解码ARM BL指令 [英] decode ARM BL instruction

问题描述

我刚刚开始在Nucleo STM32F303RE上使用ARM体系结构，并且正在尝试了解指令的编码方式.

I'm just getting started with the ARM architecture on my Nucleo STM32F303RE, and I'm trying to understand how the instructions are encoded.

我正在运行一个简单的LED闪烁程序，而前几条反汇编的应用程序说明是:

I have running a simple LED-blinking program, and the first few disassembled application instructions are:

08000188:   push    {lr}
0800018a:   sub     sp, #12
235         __initialize_hardware_early ();
0800018c:   bl      0x80005b8 <__initialize_hardware_early>

这些指令在hex文件中解析为以下内容(在Eclipse中显示为怪异-每个32位字都按MSB顺序排列，但是Eclipse似乎不知道...但这是另一个主题):

These instructions resolve to the following in the hex file (displayed weird in Eclipse -- each 32-bit word is in MSB order, but Eclipse doesn't seem to know it... but that's for another topic):

address 0x08000188:  B083B500 FA14F000

使用《 ARM体系结构参考手册》，我已经确认了前2条指令:push(0xB500)和sub(0xB083).但是我对"bl"指令一无所知.

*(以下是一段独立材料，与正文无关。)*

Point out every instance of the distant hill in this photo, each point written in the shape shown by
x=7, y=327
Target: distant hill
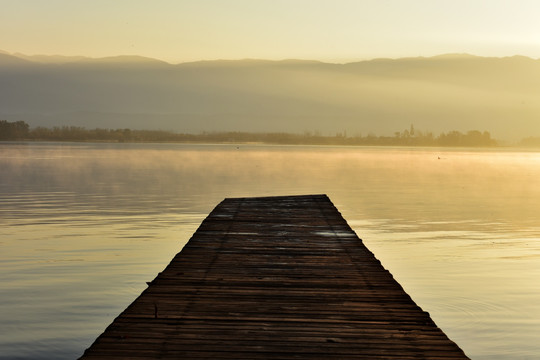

Using the ARM Architecture Ref Manual, I've confirmed the first 2 instructions, push (0xB500) and sub (0xB083). But I can't make any sense out of the "bl" instruction.

十六进制指令为0xFA14F000.参考手册说它像这样分解:

The hex instruction is 0xFA14F000. The Ref Manual says it breaks down like this:

31.28   27 26 25 24   23............0
cond     1  0  1  L   signed_immed_24

第一个"F"(0xF ......)很有意义:设置了所有条件(始终).

The first "F" (0xF......) makes sense: all conditions are set (ALways).

尽管"A"没有意义，因为应该设置L位(1011).不应该是0xFB ......吗?

The "A" doesn't make sense though, since the L bit should be set (1011). Shouldn't it be 0xFB......?

Signed_immed_24也没有意义.参考手册说:

And the signed_immed_24 doesn't make sense, either. The ref manual says:

- start with 0x14F000
- sign extend to 30 bits (signed 2's-complement), giving 0x0014F000
- shift left to form 32-bit value, giving 0x0053C000
- add to the PC, which is the current instruction + 8, giving 0x0800018c + 8 + 0x0053C000, or 0x0853C194.

所以我得到的分支地址为0x0853C194，但是反汇编显示为0x080005B8.

So I get a branch address of 0x0853C194, but the disassembly shows 0x080005B8.

我想念什么?

谢谢！ -埃里克(Eric)

Thanks! -Eric

推荐答案

bl是两个单独的16位指令. armv5(及更早版本)的ARM ARM在记录它们方面做得更好.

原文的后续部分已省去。